EgypteLe tourisme menace la tombe de Toutankhamon
Des experts scientifiques relèvent le défi de sauver le tombeau Toutankhamon près de Louxor des dégâts liés entre autres au tourisme de masse.

La tombe de Toutankhamon a été découverte en 1922.
C'est l'un des pharaons les plus connus du grand public: Toutankhamon a vu sa tombe, dans la Vallée des rois, près de Louxor, en Egypte, être victime de son succès au point d'en être gravement menacée. Appelée à la rescousse en 2009, une équipe d'experts internationaux vient de terminer ses travaux.
Cette tombe souterraine a été découverte en 1922 par l'archéologue britannique Anglais Howard Carter. «100 ans de visite, après avoir été scellée 3000 ans! Vous imaginez l'impact sur l'état de la tombe?», a expliqué jeudi à l'AFP Neville Agnew, le responsable du projet conduit par le Getty Conservation Institute (GCI) de Los Angeles.
«Visiteurs, humidité, poussière...», a énuméré M. Agnew jeudi lors d'un symposium pour présenter les travaux du GCI à Louxor, non loin de la Vallée de rois. Depuis 2009, le scientifique a rassemblé sous son autorité une équipe de quelque 25 spécialistes: archéologues, architectes, ingénieurs, microbiologistes.
Interrompu quelque temps après la révolution égyptienne de 2011 et l'instabilité politique qui a suivi, le projet a repris par la suite et vient à peine de s'achever.
Peintures murales
La première étape a été d'entreprendre une étude complète notamment sur l'état des célèbres peintures murales jaunes et ocre ornant la chambre funéraire du jeune roi Toutankhamon, qui a régné il y a plus de 3300 ans.
Lori Wong, conservatrice, spécialiste des peintures murales, a notamment cherché à comprendre «la composition matérielle des peintures, comment elles ont été appliquées». L'objectif: «Comprendre l'état actuel des peintures, savoir si elles sont en danger et établir un plan pour les sauvegarder pour l'avenir».
Introduits dans la tombe appelée par les archéologues KV62», les microscopes des scientifiques ont même pu scruter avec la plus grande précision de mystérieuses "taches brunes", caractéristiques de cette tombe royale.
«Pas de la restauration»
La crainte était qu'elles ne deviennent une menace pour les représentations murales de Toutankhamon, dépeint notamment face à la déesse Nut, qui l'accueille dans le royaume de Dieu.
Mais les scientifiques sont parvenus, grâce à ce projet de conservation, à établir qu'il s'agissait d'organismes microbiologiques morts depuis longtemps. Seul problème: impossible de les retirer, car ils sont profondément incrustés dans la peinture.
«Nous avons fait de la conservation, pas de la restauration», a insisté M. Agnew.
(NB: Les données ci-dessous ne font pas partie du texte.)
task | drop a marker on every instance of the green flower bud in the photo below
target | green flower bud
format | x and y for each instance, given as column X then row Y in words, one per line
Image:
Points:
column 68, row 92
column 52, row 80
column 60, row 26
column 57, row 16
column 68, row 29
Des tentatives de restauration ont été faites auparavant, précise-t-il, soulignant que la mission du GCI était, elle, de stabiliser et conserver les lieux. «Et puis les taches brunes font partie de l'histoire», philosophe-t-il en ajoutant qu'elles n'ont pas évolué depuis la découverte de Carter.
Parallèlement, des architectes ont repensé la plateforme où les visiteurs se tiennent, afin de les éloigner de la fragile paroi. Et des ingénieurs ont élaboré un nouveau système de ventilation pour limiter les effets dévastateurs du dioxyde de carbone, de l'humidité et de la poussière.
«Penser à l'avenir»
Si les plus belles pièces du trésor de Toutankhamon sont visibles au musée égyptien du Caire, la tombe abrite toujours la momie du pharaon lui-même dans un caisson de verre vidé d'oxygène et le sarcophage extérieur en bois doré.
Selon le célèbre archéologue égyptien Zahi Hawass, ancien ministre des Antiquités, initiateur du projet en 2009, «le GCI a sauvé la tombe de Toutankhamon». «Pourtant, je pense quand même qu'après ce superbe travail, on devrait limiter le nombre de visiteurs», a-t-il assuré jeudi.
«Si on laisse le tourisme de masse entrer dans la tombe, elle ne durera pas plus de 500 ans», a-t-il mis en garde avant de prôner un arrêt total des visites pour préserver les lieux. «Nous devons penser à l'avenir», a martelé M. Hawass.
Une réplique de la chambre funéraire a été construite non loin de la Vallée des rois, près de la maison d'Howard Carter. C'est là que les visiteurs devraient se rendre selon M. Hawass, «mais beaucoup de gens n'accepteront pas cette idée», regrette l'archéologue.